After Step 3, the Security & Compliance Center cmdlets are imported into your local Windows PowerShell session as tracked by a progress bar. If you don't receive any errors, you connected successfully. A quick test is to run a Security & Compliance Center cmdlet, for example, Get-RetentionCompliancePolicy, and see the results.

If you receive errors, check the following requirements:

  • A common problem is an incorrect password. Run the three steps again and pay close attention to the user name and password you enter in Step 1.

  • Verify that your account has permission to access the Security & Compliance Center. For details, see Give users access to the Security & Compliance Center.

  • To help prevent denial-of-service (DoS) attacks, you're limited to five open remote PowerShell connections to the Security & Compliance Center.

  • TCP port 80 traffic needs to be open between your local computer and Microsoft 365. It's probably open, but it's something to consider if your organization has a restrictive Internet access policy.

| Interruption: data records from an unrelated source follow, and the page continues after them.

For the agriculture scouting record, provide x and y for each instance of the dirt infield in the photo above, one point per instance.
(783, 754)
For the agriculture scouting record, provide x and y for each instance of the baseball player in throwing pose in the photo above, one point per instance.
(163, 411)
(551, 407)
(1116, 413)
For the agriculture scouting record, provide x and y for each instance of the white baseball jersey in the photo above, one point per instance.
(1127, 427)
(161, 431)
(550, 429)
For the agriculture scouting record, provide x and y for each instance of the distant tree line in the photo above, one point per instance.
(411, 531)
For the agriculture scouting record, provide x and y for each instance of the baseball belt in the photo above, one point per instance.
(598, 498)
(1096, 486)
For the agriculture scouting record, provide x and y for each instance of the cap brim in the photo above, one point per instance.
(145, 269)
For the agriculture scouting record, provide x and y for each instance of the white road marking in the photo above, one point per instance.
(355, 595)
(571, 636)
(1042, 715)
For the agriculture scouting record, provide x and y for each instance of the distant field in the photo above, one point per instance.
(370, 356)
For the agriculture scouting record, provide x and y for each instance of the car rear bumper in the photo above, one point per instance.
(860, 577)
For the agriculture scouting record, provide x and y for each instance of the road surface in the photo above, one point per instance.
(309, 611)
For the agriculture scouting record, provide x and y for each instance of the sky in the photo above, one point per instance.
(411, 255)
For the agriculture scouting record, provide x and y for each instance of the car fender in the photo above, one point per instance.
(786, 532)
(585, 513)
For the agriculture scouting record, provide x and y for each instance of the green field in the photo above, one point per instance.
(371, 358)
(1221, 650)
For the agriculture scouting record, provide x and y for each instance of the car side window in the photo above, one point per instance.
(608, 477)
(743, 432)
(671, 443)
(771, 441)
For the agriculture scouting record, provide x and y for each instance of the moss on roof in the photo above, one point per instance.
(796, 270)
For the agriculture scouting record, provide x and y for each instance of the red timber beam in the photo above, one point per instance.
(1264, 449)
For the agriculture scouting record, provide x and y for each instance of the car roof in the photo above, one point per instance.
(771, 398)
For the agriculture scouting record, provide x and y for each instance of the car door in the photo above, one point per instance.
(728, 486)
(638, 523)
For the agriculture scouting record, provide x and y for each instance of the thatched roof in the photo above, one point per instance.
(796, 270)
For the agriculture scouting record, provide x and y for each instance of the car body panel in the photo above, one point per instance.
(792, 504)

  • The New-PSSession command (Step 2) might fail to connect if your client IP address changes during the connection request. This can happen if your organization uses a source network address translation (SNAT) pool that contains multiple IP addresses. The connection error looks like this:

    The request for the Windows Remote Shell with ShellId failed because the shell was not found on the server. Possible causes are: the specified ShellId is incorrect or the shell no longer exists on the server. Provide the correct ShellId or create a new shell and retry the operation.

    To fix the issue, use an SNAT pool that contains a single IP address, or force the use of a specific IP address for connections to the Security & Compliance Center PowerShell endpoint.